Although market volatility continues, history shows that equities are the best way for clients to earn the returns necessary to meet their goals, and advisors have an important role to play in convincing them of this, according to Marlena Lee, vice president of Austin, Tex.-based Dimensional Fund Advisors Ltd.
Speaking at the Institute of Advanced Financial Planners (IAFP) annual symposium in Vancouver on Thursday, Lee said that equity exposure – and global equity exposure, in particular – is critical for clients.
She pointed to historical data showing that in the past 112 years, the majority of the growth in wealth around the world has come from equities, even though sharp declines are a regular occurrence on global markets.
“Even though periods of drawdowns of 50% or more are actually quite common,” she said, “we’ve also seen that markets have rewarded this type of risk in the past.”
Many investors, rattled by the financial crisis and the extreme market swings in recent years, are likely tempted to give up on stock markets, Lee said. In fact, she said many exited the market at the worst possible time, when stocks hit their low point in 2009. As a result, they failed to participate in the recovery that followed, and are thus going to have a harder time reaching their investment goals.

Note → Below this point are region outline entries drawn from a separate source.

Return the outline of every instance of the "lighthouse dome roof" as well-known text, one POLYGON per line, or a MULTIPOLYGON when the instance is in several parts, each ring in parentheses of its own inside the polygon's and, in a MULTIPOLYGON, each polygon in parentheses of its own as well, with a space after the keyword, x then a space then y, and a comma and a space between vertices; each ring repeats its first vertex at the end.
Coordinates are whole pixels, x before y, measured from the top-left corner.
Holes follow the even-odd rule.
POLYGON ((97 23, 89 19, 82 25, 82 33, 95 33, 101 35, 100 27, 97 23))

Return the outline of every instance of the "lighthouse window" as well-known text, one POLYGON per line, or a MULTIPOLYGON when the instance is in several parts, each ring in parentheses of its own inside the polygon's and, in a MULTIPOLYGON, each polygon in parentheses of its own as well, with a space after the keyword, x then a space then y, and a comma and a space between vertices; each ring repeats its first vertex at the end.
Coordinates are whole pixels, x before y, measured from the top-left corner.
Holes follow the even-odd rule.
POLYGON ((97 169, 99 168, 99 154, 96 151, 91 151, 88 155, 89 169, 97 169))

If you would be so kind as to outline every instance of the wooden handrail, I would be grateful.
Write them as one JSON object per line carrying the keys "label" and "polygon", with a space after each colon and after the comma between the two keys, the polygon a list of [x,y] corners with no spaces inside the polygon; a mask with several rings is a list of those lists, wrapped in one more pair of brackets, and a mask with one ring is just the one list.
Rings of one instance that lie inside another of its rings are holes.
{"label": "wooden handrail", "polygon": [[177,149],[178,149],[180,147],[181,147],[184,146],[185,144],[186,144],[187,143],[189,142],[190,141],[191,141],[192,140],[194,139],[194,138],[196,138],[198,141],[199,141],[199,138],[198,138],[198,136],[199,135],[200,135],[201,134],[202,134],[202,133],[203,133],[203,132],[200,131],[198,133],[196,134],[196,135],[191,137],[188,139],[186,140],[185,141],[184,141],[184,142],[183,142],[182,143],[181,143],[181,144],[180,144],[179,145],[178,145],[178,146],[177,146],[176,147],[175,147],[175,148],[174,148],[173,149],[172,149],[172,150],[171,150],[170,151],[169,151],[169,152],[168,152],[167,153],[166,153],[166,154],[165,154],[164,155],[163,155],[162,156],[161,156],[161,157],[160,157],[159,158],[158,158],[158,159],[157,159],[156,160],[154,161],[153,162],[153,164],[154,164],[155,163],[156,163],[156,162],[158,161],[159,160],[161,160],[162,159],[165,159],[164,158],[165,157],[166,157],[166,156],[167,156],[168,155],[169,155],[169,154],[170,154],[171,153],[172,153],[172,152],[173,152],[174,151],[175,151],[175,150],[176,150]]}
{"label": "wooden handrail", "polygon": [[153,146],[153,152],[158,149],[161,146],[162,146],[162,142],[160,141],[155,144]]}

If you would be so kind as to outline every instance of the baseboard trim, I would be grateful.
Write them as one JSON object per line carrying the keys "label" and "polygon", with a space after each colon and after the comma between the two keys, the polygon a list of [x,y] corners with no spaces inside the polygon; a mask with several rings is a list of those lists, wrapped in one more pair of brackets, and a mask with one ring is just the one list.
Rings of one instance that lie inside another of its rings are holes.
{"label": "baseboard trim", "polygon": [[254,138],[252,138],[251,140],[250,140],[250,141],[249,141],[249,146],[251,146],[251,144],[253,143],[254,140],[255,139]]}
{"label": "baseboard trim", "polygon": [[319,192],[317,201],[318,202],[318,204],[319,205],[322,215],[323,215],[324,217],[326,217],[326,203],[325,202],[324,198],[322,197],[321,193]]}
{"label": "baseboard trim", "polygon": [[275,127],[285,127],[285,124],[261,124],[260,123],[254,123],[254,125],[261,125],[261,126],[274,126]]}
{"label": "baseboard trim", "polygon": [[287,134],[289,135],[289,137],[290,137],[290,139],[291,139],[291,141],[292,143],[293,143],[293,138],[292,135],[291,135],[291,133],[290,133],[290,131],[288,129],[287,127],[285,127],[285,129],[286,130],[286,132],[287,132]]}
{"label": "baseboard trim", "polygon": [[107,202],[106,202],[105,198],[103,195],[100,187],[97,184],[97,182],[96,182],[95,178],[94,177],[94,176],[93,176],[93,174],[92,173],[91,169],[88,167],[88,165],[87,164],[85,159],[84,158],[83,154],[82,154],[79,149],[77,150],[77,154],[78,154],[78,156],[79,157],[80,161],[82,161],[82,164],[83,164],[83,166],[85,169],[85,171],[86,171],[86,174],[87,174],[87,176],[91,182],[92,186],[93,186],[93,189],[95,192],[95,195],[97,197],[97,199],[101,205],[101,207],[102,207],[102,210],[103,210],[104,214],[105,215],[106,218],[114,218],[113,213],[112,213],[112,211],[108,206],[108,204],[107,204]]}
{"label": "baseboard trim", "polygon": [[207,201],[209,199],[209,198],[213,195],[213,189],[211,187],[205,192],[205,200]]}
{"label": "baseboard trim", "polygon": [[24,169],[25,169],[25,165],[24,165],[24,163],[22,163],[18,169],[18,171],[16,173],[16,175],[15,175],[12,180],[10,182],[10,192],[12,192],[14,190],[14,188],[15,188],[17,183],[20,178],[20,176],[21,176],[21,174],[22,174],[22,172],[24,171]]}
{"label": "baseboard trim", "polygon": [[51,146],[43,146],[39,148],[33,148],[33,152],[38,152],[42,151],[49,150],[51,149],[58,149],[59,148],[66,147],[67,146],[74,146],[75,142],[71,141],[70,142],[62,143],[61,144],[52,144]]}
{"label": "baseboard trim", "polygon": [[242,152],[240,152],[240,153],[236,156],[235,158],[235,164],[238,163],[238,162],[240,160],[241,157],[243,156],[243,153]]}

“Left to their own devices, investors make very bad decisions when it comes to handling market volatility,” Lee said. “The biggest challenge I think that investors face is really being disciplined, taking care of their own emotions, and not jumping out of the markets at the very worst time possible.”
This is where financial advisors have a critical role to play, Lee added. She said advisors must remind their clients that just as there are risks associated with investing in equities, there are also risks associated with seemingly safe vehicles.
“People tend to be really focused on one type of risk, and that’s volatility risk,” she said.
Holding large proportions of cash or other low-yielding securities, however, could put clients at risk of failing to meet their longer-term investment goals, Lee said.
“If you are viewing risk through the lens of how likely am I going to be able to meet my investment goals? Am I going to outlive my portfolio? In terms of that type of risk, equities can be considered actually far less risky, because they have a high expected real return associated with them.”
With global interest rates at historically low levels, Lee added, this type of risk is particularly relevant today. She said low interest rates have resulted in yields so low that in some countries, they’re not enough to compensate for inflation.
And, she expects rates to remain low for the foreseeable future. “There is a chance that we may be here for a while,” she said.
For clients who are unwilling to take on equity market risk, Lee said advisors may have to have frank discussions about the need for them to reduce their spending in order to meet their goals.